David Douglass writes in:
I wish to make a few comments/clarifications on the Douglass et al. paper. We took the model data from the LLNL archive. We computed the tropical zonal averages and trends from 1979 to 1999 at the various pressure levels for each realizations for each model and averaged the realizations for each model to simulate removal of the El Nino Southern Oscillation (ENSO) effect; these models cannot reproduce the observed time sequence of El Nino and La Nina events, except by chance as has been pointed out by Santer et al..
We offered no opinion as to the validity of any model.
This is table II of our paper. [ Note: Some of the values in the table for the models for 1000 hPa are not consistent with the surface value. This is probably because some model values for p = 1000 hPa are unrealistic; they may be below the surface. This may be why the modelers compute the surface value separately and are the values that we use in the plot.]
How to interpret model data in Table II?
We noted that previous papers and IPCC reports had introduced the concept of averaging over models. There is no scientific justification for doing so. The models are not independent samples from a parent population because the models are, in fact, different from each other in many ways.
Nevertheless, we used this same concept to describe the results of our paper and computed statistical quantities: averages, standard deviation, standard errors of the mean. This may not have been the best decision. Perhaps a better way would have been to forget statistics altogether. Just look at the plot of the model results from the table as Willis Eschenbach has suggested [comment # 144]. I show this plot below. Note that the models are not normalized to thier surface value; normalizing hides some of the discrepancies.
The observations are not plotted. The main observational results are:
1. The surface value is about 0.125 K/decade which is close to the 22-model average.
2. The trend values of the 4 data sets generally decrease with altitude. [Note; Christy has explained in these comments the choice of RAOBCORE 1.2. We submitted this to the IJC Journal on Jan 3, 2008 as an addendum. It is not yet published, but I will send a copy of the addendum to anyone requesting it.]
The plot of the values from the table indicates that most of the models show an increase with altitude – opposite to what the observations show.
Which ones ?
We would like to make a list of which models do not agree with the observations. Better yet, which ones are not excluded?

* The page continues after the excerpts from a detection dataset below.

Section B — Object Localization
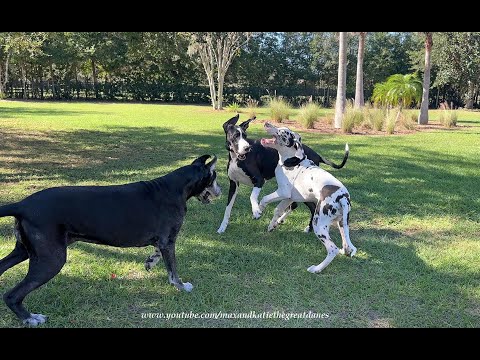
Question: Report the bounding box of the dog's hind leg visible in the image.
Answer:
[338,202,357,256]
[307,205,339,273]
[268,199,293,231]
[250,186,262,219]
[0,241,28,275]
[159,233,193,292]
[3,222,67,326]
[217,180,239,234]
[0,220,28,275]
[145,247,162,271]
[303,203,317,233]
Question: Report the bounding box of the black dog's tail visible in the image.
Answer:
[0,203,20,217]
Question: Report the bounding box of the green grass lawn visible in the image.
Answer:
[0,101,480,327]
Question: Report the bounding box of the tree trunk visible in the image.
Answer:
[465,80,475,109]
[0,64,5,100]
[335,32,347,129]
[207,74,217,110]
[0,52,10,96]
[20,64,27,99]
[73,64,80,100]
[355,32,366,109]
[418,32,433,125]
[90,58,98,99]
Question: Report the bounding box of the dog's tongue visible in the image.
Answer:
[260,138,275,145]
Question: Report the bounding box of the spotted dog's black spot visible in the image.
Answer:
[318,235,327,244]
[335,193,350,205]
[322,204,335,215]
[320,184,340,201]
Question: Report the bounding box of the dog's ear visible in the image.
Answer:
[223,114,240,133]
[240,116,257,131]
[293,139,305,159]
[192,155,211,165]
[207,155,218,173]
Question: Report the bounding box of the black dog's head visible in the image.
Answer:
[223,114,256,160]
[192,155,222,204]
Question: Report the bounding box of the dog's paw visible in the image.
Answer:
[23,314,47,326]
[183,283,193,292]
[307,265,321,274]
[350,247,357,257]
[252,209,262,220]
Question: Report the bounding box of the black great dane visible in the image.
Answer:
[0,155,221,326]
[217,114,349,234]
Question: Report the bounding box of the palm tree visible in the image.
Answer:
[355,32,367,108]
[335,32,347,129]
[418,32,433,125]
[372,73,422,108]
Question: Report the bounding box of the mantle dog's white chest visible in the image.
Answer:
[228,160,253,186]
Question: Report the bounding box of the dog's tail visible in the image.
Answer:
[319,144,350,169]
[0,203,20,217]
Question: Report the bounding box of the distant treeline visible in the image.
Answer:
[0,32,480,107]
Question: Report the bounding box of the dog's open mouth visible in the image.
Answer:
[260,137,277,146]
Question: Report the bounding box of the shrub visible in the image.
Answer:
[226,101,240,113]
[385,108,401,134]
[269,98,290,122]
[342,101,363,133]
[298,102,321,129]
[439,109,458,127]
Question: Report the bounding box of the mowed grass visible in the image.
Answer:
[0,101,480,327]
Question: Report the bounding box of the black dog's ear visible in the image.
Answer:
[223,114,240,133]
[240,116,257,131]
[192,155,211,165]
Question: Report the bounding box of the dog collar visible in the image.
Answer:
[283,155,306,168]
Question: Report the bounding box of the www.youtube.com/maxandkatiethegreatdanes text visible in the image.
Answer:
[141,311,330,321]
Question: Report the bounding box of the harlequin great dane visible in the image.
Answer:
[217,114,348,234]
[0,155,221,326]
[259,123,357,273]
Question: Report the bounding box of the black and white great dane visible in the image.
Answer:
[217,114,348,234]
[259,123,357,273]
[0,155,221,326]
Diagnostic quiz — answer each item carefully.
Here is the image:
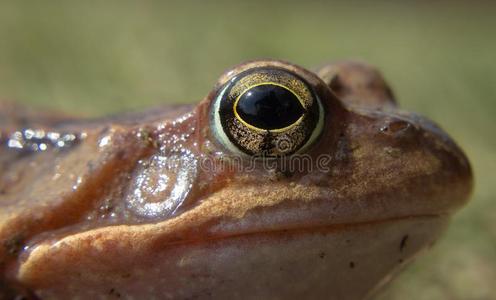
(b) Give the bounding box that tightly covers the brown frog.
[0,60,472,299]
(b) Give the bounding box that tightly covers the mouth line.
[167,214,447,246]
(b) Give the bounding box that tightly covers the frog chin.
[16,213,448,299]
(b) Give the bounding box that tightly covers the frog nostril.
[379,120,413,135]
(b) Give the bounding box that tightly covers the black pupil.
[236,84,305,130]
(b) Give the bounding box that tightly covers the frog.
[0,60,473,299]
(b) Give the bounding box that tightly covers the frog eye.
[210,67,324,157]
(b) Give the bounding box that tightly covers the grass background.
[0,0,496,300]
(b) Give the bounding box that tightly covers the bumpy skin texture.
[0,61,472,299]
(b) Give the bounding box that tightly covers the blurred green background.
[0,1,496,299]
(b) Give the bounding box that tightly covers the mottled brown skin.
[0,61,472,299]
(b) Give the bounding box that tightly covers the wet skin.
[0,61,472,299]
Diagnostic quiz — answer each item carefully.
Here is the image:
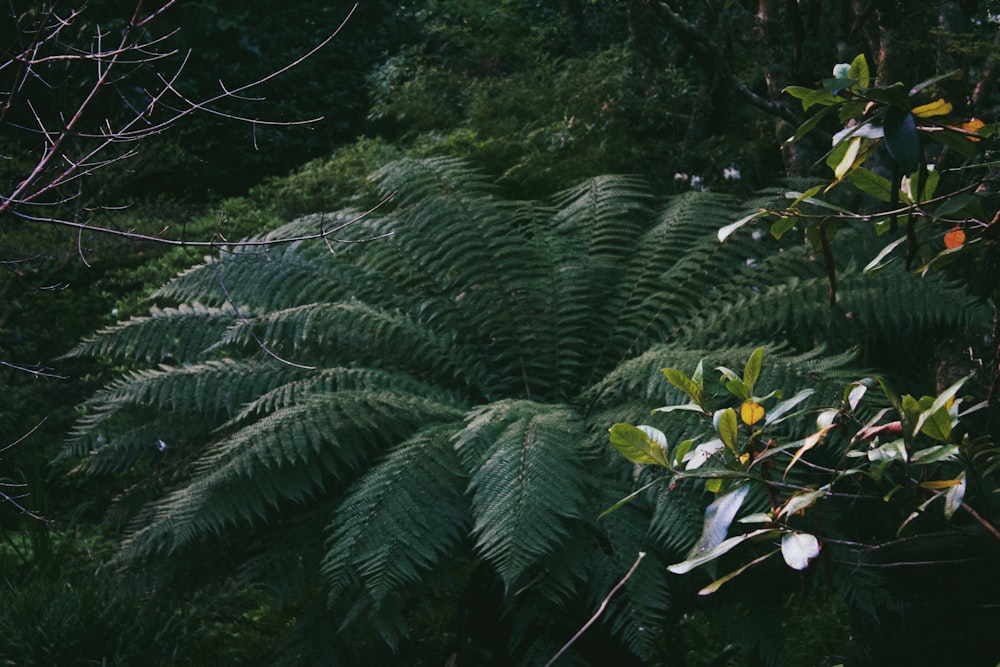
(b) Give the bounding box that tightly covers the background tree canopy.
[0,0,1000,665]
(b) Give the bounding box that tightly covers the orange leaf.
[944,226,965,250]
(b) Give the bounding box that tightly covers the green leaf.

Rather than argue pointlessly about the meaning of standard deviation and error of the mean of the 22 models, let’s do something real simple. Each model must and should be compared individually against the two observational results above.
Using the somewhat arbitrary criteria that models that have a trend at higher altitudes [between 500 and 200 hPA] greater than 0.2K/decade disagree with the observations. This test then rejects all models except 2, 8, 12, 22. [These are labeled in the figure]

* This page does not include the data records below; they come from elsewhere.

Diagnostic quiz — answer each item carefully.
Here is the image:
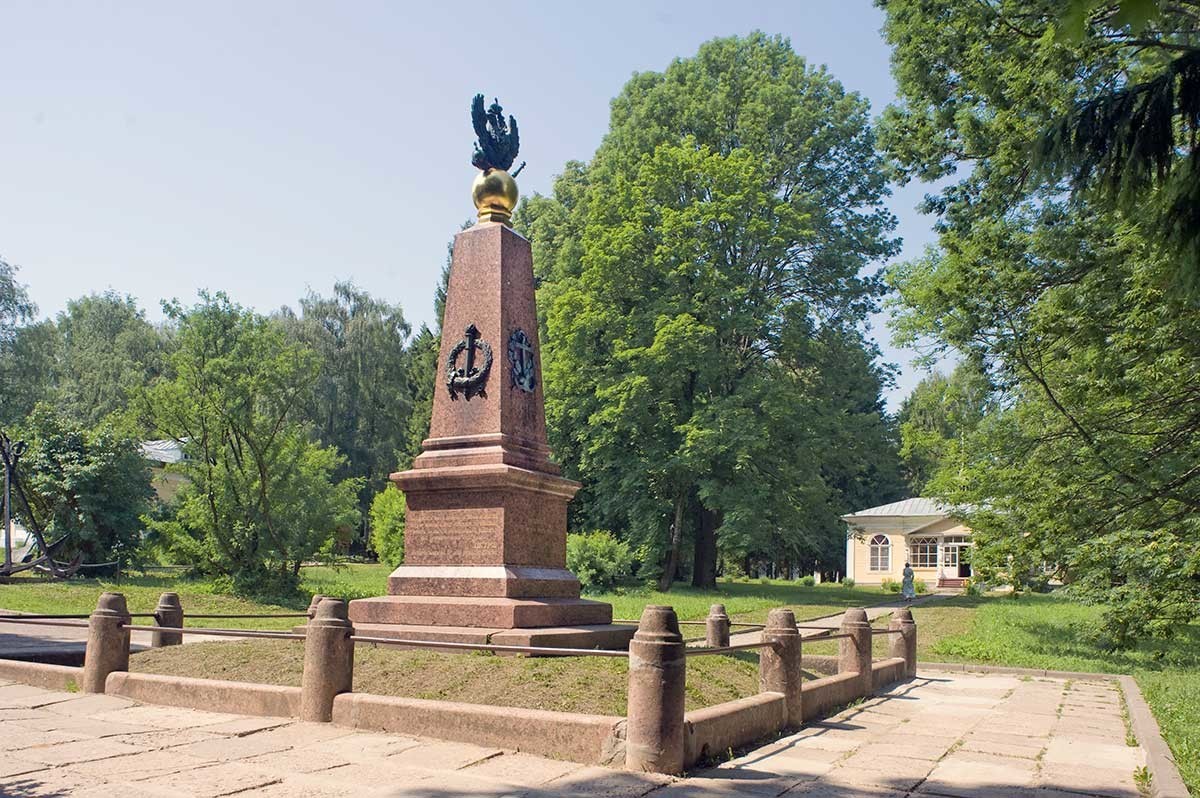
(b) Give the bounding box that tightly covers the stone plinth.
[349,222,634,648]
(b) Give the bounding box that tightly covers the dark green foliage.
[882,0,1200,646]
[517,34,899,587]
[139,294,361,593]
[14,404,154,564]
[371,485,408,568]
[276,282,413,547]
[55,290,167,425]
[1038,47,1200,277]
[470,95,521,170]
[566,529,634,593]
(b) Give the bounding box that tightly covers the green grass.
[300,563,395,599]
[902,594,1200,796]
[0,563,887,637]
[0,575,308,629]
[587,580,888,623]
[130,640,758,715]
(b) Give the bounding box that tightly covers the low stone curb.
[917,661,1190,798]
[1117,676,1189,798]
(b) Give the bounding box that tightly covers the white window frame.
[908,535,941,568]
[866,535,892,572]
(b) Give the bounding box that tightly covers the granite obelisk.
[350,96,634,648]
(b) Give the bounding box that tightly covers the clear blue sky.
[0,0,932,408]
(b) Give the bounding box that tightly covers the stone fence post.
[625,605,688,775]
[300,599,354,724]
[150,593,184,648]
[305,593,332,620]
[888,607,917,679]
[758,608,804,728]
[79,593,132,692]
[838,607,875,696]
[704,604,730,648]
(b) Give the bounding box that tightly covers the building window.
[870,535,892,571]
[908,538,937,568]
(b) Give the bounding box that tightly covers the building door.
[942,542,971,580]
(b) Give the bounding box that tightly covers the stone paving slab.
[0,671,1146,798]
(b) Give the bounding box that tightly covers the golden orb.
[470,169,517,227]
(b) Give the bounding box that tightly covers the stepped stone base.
[348,623,637,650]
[388,564,580,599]
[350,595,612,629]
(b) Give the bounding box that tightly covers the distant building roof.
[142,440,184,463]
[841,497,952,521]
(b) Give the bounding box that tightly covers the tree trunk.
[659,493,688,593]
[691,506,720,588]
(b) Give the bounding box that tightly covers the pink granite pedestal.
[349,222,635,648]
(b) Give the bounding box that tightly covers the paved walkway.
[0,672,1144,798]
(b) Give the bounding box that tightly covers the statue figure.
[900,563,917,601]
[470,95,524,224]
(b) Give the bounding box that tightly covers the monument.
[349,95,635,648]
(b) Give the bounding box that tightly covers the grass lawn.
[902,594,1200,796]
[0,575,308,629]
[0,564,888,636]
[130,640,758,715]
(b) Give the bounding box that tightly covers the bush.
[566,529,634,593]
[368,485,408,568]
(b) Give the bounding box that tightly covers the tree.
[1041,0,1200,273]
[517,34,895,588]
[899,362,990,496]
[882,0,1200,646]
[0,258,37,344]
[139,294,361,592]
[396,220,460,469]
[55,290,166,426]
[371,485,408,568]
[0,258,49,424]
[20,403,154,563]
[278,282,413,542]
[0,319,60,426]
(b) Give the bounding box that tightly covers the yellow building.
[841,498,971,588]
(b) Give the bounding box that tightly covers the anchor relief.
[446,324,492,402]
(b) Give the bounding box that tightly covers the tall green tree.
[139,294,361,592]
[881,0,1200,644]
[18,403,154,563]
[518,34,895,587]
[278,282,413,535]
[396,220,460,468]
[898,361,991,496]
[0,258,46,425]
[55,290,166,426]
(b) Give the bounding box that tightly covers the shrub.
[368,485,408,568]
[566,529,634,593]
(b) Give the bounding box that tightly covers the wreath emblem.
[446,324,492,402]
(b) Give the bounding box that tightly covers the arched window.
[908,538,937,568]
[870,535,892,571]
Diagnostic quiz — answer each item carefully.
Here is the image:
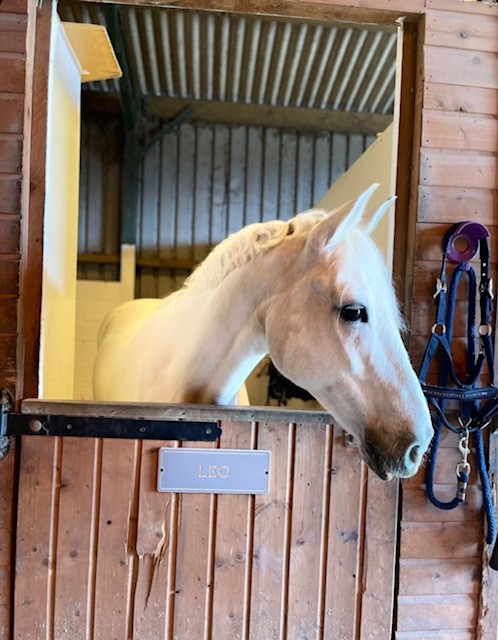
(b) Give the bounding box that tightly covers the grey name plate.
[157,447,271,494]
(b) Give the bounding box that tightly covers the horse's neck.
[137,258,267,404]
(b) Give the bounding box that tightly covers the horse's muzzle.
[360,440,425,480]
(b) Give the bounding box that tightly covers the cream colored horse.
[94,185,432,479]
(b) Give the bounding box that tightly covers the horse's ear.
[306,183,379,253]
[362,196,396,236]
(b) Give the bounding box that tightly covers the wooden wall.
[15,401,397,640]
[0,0,498,640]
[396,0,498,640]
[0,0,28,638]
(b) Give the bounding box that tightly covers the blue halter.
[419,222,498,570]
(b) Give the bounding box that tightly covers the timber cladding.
[0,0,498,640]
[396,0,498,640]
[0,0,28,638]
[15,407,396,640]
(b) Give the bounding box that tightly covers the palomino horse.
[94,185,433,479]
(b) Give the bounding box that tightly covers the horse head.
[264,185,433,479]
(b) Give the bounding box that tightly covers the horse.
[94,185,433,480]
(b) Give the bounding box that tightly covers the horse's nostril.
[408,444,420,463]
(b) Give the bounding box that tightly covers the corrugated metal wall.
[79,123,374,297]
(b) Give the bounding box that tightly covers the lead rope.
[419,225,498,569]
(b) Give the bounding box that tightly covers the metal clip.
[457,479,468,502]
[0,389,13,460]
[432,278,447,300]
[456,432,471,502]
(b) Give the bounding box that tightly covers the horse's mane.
[166,209,328,302]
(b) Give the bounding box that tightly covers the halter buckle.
[477,323,493,336]
[431,322,446,336]
[432,278,448,300]
[479,278,495,300]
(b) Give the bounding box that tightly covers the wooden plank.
[425,7,498,53]
[424,82,498,116]
[173,442,216,638]
[0,93,24,133]
[0,133,22,173]
[286,424,331,638]
[0,0,28,14]
[324,428,366,638]
[77,0,425,25]
[0,215,21,254]
[422,109,498,152]
[249,422,293,638]
[399,558,481,596]
[418,185,498,225]
[397,594,477,640]
[400,522,482,560]
[93,439,141,638]
[403,488,482,522]
[420,151,498,189]
[0,52,25,94]
[206,422,254,640]
[0,441,17,616]
[360,471,399,640]
[424,45,498,89]
[0,175,21,214]
[0,13,28,53]
[0,258,19,296]
[54,438,101,640]
[393,17,424,317]
[0,334,17,378]
[426,0,497,17]
[0,296,18,334]
[133,440,178,640]
[13,437,60,640]
[395,629,476,640]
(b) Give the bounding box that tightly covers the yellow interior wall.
[73,245,135,400]
[317,124,397,268]
[39,19,81,399]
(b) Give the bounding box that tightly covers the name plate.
[157,447,271,494]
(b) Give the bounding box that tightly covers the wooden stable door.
[14,401,397,640]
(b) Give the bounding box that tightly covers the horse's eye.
[339,304,368,322]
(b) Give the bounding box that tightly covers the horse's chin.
[360,445,415,481]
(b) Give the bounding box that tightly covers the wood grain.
[424,45,498,89]
[424,82,498,116]
[420,150,498,189]
[422,109,498,153]
[425,10,498,53]
[418,185,498,225]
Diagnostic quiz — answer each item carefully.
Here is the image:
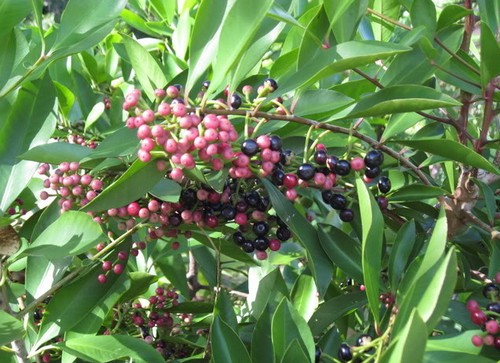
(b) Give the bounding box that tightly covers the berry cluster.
[38,161,104,211]
[467,272,500,349]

Reject models that have surface trends less than 0.05K/decade. Model 22 from the list in test 1 is now eliminated. Out of the 22, only models 2, 8, and 12 are left as viable. Further tests or different tests can change this list. Invent your own tests or criteria. The main conclusion will be the same – only a few models can be reconciled with the observations.
I want to a make a general comment.
Each modeling group may find comparison of its results to results from other groups interesting but a much more important comparison is to the observations. I would expect each group following the scientific method to do this. A corollary of this is that each group would have to say that some, perhaps most, models are wrong. It is in the interest of every group to do this.